China is discussing a plan to allow foreign carmakers to set up wholly owned electric-vehicle businesses in its free-trade zones in a major revision of a fundamental principle governing the country’s auto industry policy since the 1990s, according to company officials briefed on the matter.
The plan, which is subject to change as a final decision hasn’t been made, could be put in place as early as next year, the people said, asking not to be identified as the deliberations are private. If the policy takes effect, it would be a landmark departure from the existing rules, which require foreign automakers to set up joint ventures with local counterparts.
A relaxation of the joint venture rule would give companies like Tesla Inc. the opportunity to set up fully owned manufacturing operations in China, the world’s biggest market for electric vehicles.

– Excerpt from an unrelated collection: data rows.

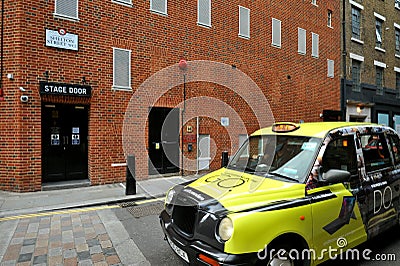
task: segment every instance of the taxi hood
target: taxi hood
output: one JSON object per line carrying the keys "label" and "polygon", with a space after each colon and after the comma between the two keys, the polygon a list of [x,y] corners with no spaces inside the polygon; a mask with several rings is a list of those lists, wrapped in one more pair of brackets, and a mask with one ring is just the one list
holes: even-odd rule
{"label": "taxi hood", "polygon": [[181,192],[209,212],[240,212],[304,198],[305,185],[222,168],[188,184]]}

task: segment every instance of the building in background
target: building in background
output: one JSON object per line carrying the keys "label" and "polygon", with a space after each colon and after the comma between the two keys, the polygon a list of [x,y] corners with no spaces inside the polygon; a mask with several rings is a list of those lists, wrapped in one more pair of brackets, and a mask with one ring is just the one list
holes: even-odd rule
{"label": "building in background", "polygon": [[[210,61],[244,73],[276,120],[320,121],[324,110],[340,109],[338,1],[2,0],[2,5],[1,190],[124,181],[127,109],[133,110],[130,124],[145,125],[128,138],[132,146],[144,139],[135,148],[137,178],[182,172],[181,146],[194,163],[185,173],[220,167],[221,153],[232,154],[259,126],[248,99],[235,89],[187,76],[190,82],[172,86],[153,105],[135,98],[139,104],[129,106],[143,84],[165,69],[176,72],[158,80],[155,89],[184,79],[181,59],[188,68]],[[388,56],[394,51],[380,49]],[[238,87],[257,97],[246,84]],[[181,103],[189,110],[190,100],[199,97],[226,103],[245,130],[229,133],[236,122],[228,113],[197,114],[182,126],[188,114]],[[211,103],[203,107],[213,110]],[[146,117],[135,117],[135,110]]]}
{"label": "building in background", "polygon": [[346,120],[376,122],[400,132],[400,1],[343,4]]}

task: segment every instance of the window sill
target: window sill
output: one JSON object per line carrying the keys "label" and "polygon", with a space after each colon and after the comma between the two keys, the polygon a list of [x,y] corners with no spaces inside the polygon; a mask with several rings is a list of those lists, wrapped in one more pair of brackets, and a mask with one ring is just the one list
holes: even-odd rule
{"label": "window sill", "polygon": [[400,58],[400,54],[395,54],[394,57]]}
{"label": "window sill", "polygon": [[282,45],[277,45],[277,44],[273,44],[273,43],[271,43],[271,46],[272,46],[272,47],[275,47],[275,48],[279,48],[279,49],[282,48]]}
{"label": "window sill", "polygon": [[328,26],[328,28],[330,28],[330,29],[332,29],[333,30],[333,27],[332,26],[329,26],[329,25],[327,25]]}
{"label": "window sill", "polygon": [[66,19],[66,20],[70,20],[70,21],[76,21],[76,22],[79,21],[79,18],[69,17],[69,16],[57,14],[57,13],[53,13],[53,17],[59,18],[59,19]]}
{"label": "window sill", "polygon": [[168,17],[168,13],[164,13],[164,12],[161,12],[161,11],[158,11],[158,10],[150,9],[150,12],[153,13],[153,14],[156,14],[156,15],[163,16],[163,17]]}
{"label": "window sill", "polygon": [[122,2],[122,1],[118,1],[118,0],[112,0],[111,2],[113,2],[115,4],[120,4],[120,5],[123,5],[123,6],[127,6],[127,7],[133,7],[132,2],[131,3],[125,3],[125,2]]}
{"label": "window sill", "polygon": [[379,47],[375,47],[375,50],[382,52],[382,53],[386,53],[385,49],[379,48]]}
{"label": "window sill", "polygon": [[203,27],[203,28],[206,28],[206,29],[211,29],[212,28],[211,25],[208,25],[208,24],[205,24],[205,23],[201,23],[201,22],[197,22],[197,26]]}
{"label": "window sill", "polygon": [[361,41],[361,40],[359,40],[359,39],[356,39],[356,38],[354,38],[354,37],[351,37],[351,41],[356,42],[356,43],[359,43],[359,44],[364,44],[363,41]]}
{"label": "window sill", "polygon": [[128,91],[132,92],[132,87],[118,87],[118,86],[112,86],[111,90],[113,91]]}
{"label": "window sill", "polygon": [[238,34],[238,36],[240,37],[240,38],[242,38],[242,39],[246,39],[246,40],[250,40],[250,36],[246,36],[246,35],[243,35],[243,34]]}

Ford Motor Co. is exploring setting up a joint venture to produce electric vehicles in China with Anhui Zotye Automobile Co. while Volkswagen AG has partnered with Anhui Jianghuai Automobile Group Corp. to make electric cars.
Volkswagen welcomes any liberalization of markets, in principle, a company spokesman said by phone. No changes are being made to the automaker’s existing joint ventures or agreements in China. Said Deep, a Ford spokesman, said it was too early to speculate on the potential policy change. Representatives for BMW AG and Daimler AG declined to comment.

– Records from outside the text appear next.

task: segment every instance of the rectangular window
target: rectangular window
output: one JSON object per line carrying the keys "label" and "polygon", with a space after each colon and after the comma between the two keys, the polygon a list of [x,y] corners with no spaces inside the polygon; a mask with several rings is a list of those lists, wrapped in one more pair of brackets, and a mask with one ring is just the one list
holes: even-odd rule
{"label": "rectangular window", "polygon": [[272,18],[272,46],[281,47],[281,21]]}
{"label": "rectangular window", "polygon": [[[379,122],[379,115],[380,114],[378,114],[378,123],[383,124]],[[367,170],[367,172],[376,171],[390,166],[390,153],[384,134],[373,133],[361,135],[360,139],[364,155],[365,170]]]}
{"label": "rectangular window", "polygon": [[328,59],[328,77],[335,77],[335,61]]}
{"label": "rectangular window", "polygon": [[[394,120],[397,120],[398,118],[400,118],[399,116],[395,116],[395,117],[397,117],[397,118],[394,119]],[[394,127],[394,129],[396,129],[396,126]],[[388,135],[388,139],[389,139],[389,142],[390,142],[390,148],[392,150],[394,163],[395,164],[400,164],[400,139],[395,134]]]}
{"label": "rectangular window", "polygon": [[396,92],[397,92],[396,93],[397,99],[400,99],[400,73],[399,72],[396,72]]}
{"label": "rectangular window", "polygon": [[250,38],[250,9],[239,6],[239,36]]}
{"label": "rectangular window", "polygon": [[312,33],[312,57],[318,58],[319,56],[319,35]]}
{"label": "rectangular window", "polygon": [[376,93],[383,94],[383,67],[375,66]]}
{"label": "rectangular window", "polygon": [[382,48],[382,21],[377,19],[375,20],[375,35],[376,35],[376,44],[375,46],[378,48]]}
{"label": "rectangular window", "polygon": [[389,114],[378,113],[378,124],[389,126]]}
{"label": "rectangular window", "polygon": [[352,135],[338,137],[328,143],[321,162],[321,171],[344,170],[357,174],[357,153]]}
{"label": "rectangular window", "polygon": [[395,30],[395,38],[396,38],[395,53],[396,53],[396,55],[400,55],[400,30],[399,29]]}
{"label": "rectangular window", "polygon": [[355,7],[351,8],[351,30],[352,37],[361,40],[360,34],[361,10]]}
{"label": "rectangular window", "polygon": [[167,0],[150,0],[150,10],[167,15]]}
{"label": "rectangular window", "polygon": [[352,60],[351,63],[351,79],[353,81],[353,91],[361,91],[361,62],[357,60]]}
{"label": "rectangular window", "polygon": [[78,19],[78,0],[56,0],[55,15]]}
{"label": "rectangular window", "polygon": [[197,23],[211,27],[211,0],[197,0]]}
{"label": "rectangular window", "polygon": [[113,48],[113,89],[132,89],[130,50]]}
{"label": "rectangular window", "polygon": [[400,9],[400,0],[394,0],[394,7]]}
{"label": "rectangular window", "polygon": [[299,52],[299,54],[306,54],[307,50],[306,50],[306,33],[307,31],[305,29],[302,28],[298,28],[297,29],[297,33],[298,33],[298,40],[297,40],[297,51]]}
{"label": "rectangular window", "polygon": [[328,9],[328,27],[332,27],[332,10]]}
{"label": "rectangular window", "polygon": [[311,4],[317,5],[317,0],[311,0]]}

China’s Ministry of Commerce,which is responsible for formulating policy governing foreign direct investments, said it will “actively implement the opening up of the new-energy manufacturing sector to foreigners, together with other departments under the direction of the State Council.”
The ministry also referred to a notice issued in August by the State Council, or cabinet, in which it directed government agencies to broaden foreign investor access to areas including new-energy vehicle manufacturing.

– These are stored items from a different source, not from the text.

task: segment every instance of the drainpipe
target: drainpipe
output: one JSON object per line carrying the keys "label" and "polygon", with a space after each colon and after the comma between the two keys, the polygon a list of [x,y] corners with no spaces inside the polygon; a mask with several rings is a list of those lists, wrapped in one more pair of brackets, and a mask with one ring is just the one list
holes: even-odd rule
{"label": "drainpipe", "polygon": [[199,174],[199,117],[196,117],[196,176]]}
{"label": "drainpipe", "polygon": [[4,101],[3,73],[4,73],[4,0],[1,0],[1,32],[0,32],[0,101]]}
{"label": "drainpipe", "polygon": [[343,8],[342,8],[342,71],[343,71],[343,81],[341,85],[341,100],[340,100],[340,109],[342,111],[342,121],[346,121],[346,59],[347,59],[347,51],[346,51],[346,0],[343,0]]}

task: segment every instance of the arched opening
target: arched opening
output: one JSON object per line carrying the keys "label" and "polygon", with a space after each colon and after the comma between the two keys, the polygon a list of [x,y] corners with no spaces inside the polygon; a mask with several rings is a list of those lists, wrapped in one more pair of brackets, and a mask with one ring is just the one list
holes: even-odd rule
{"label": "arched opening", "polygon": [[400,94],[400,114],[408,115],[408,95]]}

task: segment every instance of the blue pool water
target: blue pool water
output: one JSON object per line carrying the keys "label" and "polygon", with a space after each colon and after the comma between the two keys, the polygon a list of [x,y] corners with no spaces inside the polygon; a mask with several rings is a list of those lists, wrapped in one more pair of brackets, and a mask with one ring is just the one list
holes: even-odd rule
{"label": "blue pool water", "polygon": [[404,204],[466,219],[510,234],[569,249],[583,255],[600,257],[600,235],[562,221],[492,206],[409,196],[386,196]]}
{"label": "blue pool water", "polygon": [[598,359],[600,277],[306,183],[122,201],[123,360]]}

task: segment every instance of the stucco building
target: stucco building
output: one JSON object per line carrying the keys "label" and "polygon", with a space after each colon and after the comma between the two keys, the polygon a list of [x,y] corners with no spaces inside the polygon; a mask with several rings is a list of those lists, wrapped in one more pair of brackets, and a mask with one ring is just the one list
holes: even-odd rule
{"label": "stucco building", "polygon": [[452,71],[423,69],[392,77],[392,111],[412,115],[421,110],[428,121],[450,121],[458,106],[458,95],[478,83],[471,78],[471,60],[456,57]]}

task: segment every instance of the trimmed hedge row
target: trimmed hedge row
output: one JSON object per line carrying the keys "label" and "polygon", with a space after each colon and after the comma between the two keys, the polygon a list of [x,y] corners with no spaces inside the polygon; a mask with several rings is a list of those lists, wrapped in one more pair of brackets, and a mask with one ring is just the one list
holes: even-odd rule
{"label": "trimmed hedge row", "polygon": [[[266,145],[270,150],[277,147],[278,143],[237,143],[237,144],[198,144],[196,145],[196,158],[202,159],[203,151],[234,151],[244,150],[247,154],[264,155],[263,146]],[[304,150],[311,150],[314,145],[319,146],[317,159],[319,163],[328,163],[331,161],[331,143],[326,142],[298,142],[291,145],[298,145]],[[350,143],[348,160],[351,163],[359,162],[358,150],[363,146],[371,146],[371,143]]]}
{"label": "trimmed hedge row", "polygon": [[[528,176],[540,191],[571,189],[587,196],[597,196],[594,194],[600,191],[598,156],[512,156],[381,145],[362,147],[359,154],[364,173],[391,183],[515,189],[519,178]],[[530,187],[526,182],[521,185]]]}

Earlier this month, China put the automotive industry on notice by becoming the latest and largest country to seek a phase-out of fossil-fuel powered vehicles, a move sure to accelerate a global shift toward electric car development. The Chinese government is working with regulators on setting a deadline for ending production and sales of internal-combustion vehicles, said Xin Guobin, the vice minister of industry and information technology.
China has been gradually opening up access to foreign auto manufacturers in free-trade zones. Foreign companies were allowed to set up 100 percent-owned motorcycle and battery manufacturing operations in China beginning in July 2016.
The so-called 50-50 rule for Sino-foreign joint ventures was introduced in 1994 to ensure that China’s then-fledgling auto industry could benefit from technology transfer by jointly operating factories with global auto companies such as Volkswagen and General Motors Co.
The policy has been criticized in recent years for shielding state-owned companies from competition and having to build their own brands.
Tesla, led by Chief Executive Officer Elon Musk, said in June that it was working with the Shanghai government to explore local production. Shanghai has one of the 11 free-trade zones in China. The others are in provinces including Fujian, Guangdong and Zhejiang.